Frequently Asked Questions

  • What portion of your funding comes from state and/or federal government for helping wildlife?

None. All funding comes from donations made by concerned individuals plus an occasional small grant.

  • How many employees work at the facility?

Everyone here is an unpaid volunteer. During the course of a week between 10 and 15 volunteers help. This number varies, usually to the low side, with Gail doing a large percentage of the work. Others help with off-site supportive work, such as this web site and the newsletter.

  • What training is needed to be a volunteer?
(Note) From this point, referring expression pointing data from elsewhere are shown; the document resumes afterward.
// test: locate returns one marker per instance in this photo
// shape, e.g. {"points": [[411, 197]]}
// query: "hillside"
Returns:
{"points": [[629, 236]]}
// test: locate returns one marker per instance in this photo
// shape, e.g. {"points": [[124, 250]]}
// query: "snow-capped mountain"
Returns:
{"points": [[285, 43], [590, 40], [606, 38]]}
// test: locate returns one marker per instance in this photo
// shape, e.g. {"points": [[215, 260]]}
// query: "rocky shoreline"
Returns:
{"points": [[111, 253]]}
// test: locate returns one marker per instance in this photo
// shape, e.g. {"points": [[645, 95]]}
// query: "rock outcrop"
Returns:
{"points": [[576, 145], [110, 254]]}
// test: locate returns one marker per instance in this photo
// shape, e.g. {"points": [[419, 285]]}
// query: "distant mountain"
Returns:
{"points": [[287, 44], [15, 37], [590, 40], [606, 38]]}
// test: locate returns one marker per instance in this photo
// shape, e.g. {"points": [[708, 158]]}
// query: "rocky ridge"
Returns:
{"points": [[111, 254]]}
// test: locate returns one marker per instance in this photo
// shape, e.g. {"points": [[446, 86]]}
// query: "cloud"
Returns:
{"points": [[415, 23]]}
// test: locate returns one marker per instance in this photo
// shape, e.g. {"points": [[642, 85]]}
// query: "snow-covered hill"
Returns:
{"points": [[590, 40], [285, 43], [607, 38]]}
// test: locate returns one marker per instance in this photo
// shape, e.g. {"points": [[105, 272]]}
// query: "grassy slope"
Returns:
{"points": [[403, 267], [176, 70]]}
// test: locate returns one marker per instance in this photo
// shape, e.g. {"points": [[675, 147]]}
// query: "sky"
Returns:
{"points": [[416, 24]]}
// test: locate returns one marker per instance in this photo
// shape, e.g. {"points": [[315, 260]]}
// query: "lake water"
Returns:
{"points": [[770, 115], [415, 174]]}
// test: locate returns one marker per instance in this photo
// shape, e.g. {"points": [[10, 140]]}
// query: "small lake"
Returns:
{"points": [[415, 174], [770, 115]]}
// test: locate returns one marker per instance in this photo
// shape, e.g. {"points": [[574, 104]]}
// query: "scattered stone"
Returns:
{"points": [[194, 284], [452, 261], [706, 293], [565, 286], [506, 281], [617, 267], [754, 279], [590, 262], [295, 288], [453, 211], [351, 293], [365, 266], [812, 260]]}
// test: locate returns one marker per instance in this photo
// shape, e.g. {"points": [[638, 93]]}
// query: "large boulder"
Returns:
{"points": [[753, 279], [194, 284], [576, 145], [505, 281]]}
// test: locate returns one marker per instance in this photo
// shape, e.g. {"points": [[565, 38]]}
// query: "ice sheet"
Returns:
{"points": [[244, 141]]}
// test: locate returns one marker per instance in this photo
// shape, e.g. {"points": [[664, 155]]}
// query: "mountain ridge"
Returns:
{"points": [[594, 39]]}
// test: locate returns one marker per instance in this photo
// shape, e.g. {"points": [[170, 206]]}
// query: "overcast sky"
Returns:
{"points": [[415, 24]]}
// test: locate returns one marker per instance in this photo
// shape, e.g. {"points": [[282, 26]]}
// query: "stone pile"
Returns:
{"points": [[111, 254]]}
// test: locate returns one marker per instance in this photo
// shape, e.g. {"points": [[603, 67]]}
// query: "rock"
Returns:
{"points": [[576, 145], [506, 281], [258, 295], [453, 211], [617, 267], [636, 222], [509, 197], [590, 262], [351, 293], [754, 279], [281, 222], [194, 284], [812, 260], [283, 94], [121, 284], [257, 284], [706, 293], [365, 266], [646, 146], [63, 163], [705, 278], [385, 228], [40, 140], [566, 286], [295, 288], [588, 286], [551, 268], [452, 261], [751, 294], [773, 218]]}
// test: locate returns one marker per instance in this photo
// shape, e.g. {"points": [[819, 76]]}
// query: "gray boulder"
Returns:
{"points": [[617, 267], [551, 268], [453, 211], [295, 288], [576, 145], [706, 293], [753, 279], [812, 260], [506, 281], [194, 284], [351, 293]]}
There is no special training required to volunteer. Simple tasks are done at first, eventually learning more as experience, ability, and situations, are achieved.

  • Are volunteers needed and how do I volunteer?

Yes. Call the center at (941) 778-6324 and speak with Ed or Gail. Please bring with you a completed Volunteer application.

  • I’ve seen your birds during the day. Don’t the owls usually sleep during the day?

No. Owls only rest and maintain their awareness. It would be very dangerous for them to sleep like we do. Many animals rest their body without actual sleep, such as fish, dolphins, sharks, and some birds will even hunt to feed babies 24 hours a day.

  • How close can I get to a bird of prey before it attacks or jumps at me?

Birds do not arbitrarily attack people, unless you would get very close the their babies. Birds, or other animals, require a good reason to attack anything, usually either to eat it or it’s a predator in their territory. When they are too close to a human or other animal, they just fly away.